Clearly, there are problems with the meat most of us are eating, but a decade after working in that chicken plant, Woods has opted out of industrial agriculture altogether. Now, he raises, forages, and butchers most of his family’s food. And, of course, he hunts.

Woods only bags an animal about once every three years. With a rifle, you could sit in a recliner 300 yards away and still hit your mark; with a bow, it’s more like 30 yards. In that range, animals can detect even the slightest movement. “You can see the deer’s eyes,” Woods says. “You can see them breathe.”

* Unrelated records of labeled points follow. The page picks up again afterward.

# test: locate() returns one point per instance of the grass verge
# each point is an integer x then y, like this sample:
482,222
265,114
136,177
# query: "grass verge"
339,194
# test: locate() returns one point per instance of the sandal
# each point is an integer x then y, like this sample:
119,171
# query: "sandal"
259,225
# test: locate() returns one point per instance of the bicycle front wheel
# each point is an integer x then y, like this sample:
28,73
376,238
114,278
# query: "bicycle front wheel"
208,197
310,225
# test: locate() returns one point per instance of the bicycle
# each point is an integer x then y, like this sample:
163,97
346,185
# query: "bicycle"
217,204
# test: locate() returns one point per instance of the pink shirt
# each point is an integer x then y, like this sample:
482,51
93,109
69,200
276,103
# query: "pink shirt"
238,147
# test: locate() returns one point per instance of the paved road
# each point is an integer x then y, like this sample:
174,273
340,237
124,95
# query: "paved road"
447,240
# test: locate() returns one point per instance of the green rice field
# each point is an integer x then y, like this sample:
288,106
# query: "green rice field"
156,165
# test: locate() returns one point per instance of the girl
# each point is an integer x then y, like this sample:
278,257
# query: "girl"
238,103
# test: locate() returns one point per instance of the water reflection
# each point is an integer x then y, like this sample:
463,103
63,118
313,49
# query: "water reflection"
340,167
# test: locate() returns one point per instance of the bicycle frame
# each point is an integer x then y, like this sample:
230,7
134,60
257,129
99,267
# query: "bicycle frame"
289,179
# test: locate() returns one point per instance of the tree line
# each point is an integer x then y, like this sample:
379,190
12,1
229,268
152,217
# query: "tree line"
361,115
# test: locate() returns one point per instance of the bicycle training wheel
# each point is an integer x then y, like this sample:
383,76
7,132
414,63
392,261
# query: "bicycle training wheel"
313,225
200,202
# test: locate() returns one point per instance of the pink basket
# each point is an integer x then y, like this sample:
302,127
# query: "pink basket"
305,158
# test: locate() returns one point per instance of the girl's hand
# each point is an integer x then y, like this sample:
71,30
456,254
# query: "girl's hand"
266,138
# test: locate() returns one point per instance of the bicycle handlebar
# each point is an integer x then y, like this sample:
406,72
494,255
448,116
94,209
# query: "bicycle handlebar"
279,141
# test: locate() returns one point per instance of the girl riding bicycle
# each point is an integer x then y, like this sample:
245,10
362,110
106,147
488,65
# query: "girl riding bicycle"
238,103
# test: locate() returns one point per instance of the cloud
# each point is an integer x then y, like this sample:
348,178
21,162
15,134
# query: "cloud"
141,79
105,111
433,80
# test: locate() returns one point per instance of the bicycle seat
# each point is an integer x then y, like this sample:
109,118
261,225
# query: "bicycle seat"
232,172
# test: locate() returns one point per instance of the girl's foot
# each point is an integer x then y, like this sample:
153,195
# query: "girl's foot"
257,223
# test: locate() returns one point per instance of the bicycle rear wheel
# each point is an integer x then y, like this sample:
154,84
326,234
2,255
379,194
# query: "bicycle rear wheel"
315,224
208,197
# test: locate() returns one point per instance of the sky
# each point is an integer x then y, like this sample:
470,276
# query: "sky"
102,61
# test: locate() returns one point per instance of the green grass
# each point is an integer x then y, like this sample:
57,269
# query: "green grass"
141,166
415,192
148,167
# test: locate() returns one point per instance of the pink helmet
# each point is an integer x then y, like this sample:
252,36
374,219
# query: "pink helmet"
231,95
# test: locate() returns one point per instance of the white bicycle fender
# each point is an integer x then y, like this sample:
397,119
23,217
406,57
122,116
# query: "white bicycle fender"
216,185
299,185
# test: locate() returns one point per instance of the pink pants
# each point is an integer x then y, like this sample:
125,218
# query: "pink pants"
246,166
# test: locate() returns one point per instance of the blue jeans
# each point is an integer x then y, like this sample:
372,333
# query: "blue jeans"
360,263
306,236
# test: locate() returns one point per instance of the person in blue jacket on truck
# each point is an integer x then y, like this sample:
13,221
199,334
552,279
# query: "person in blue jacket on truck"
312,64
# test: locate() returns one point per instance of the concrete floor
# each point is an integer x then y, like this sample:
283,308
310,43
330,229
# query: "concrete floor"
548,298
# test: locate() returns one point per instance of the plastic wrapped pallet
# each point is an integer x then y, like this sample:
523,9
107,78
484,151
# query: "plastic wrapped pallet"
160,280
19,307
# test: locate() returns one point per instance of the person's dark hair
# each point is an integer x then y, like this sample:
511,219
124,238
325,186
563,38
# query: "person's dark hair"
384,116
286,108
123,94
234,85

Not many of us are prepared to kill our own dinner, but for Woods, the end product is only part of the appeal. He takes as much pleasure in the process — in collecting and creating. “Killing is only a very small part of hunting,” Woods says, “but it gives you a whole new perspective to walk through the woods and look at it as a grocery store.”

We all can’t live like Woods. While industrial food production comes with a host of moral, environmental, and humanitarian problems, it’s not realistic to expect the 7 billion mouths on this planet to hunt and raise their own food. Most of us need grocery stores to survive. But this means that by the time our meat gets to our plates, it’s so processed that it hardly seems part of a once-living being. While we’re buying plastic-wrapped, boneless, skinless chicken breasts, the hunter is perched in his tree, with one foot in this world and one in the last, both bow and camera ready, and waiting.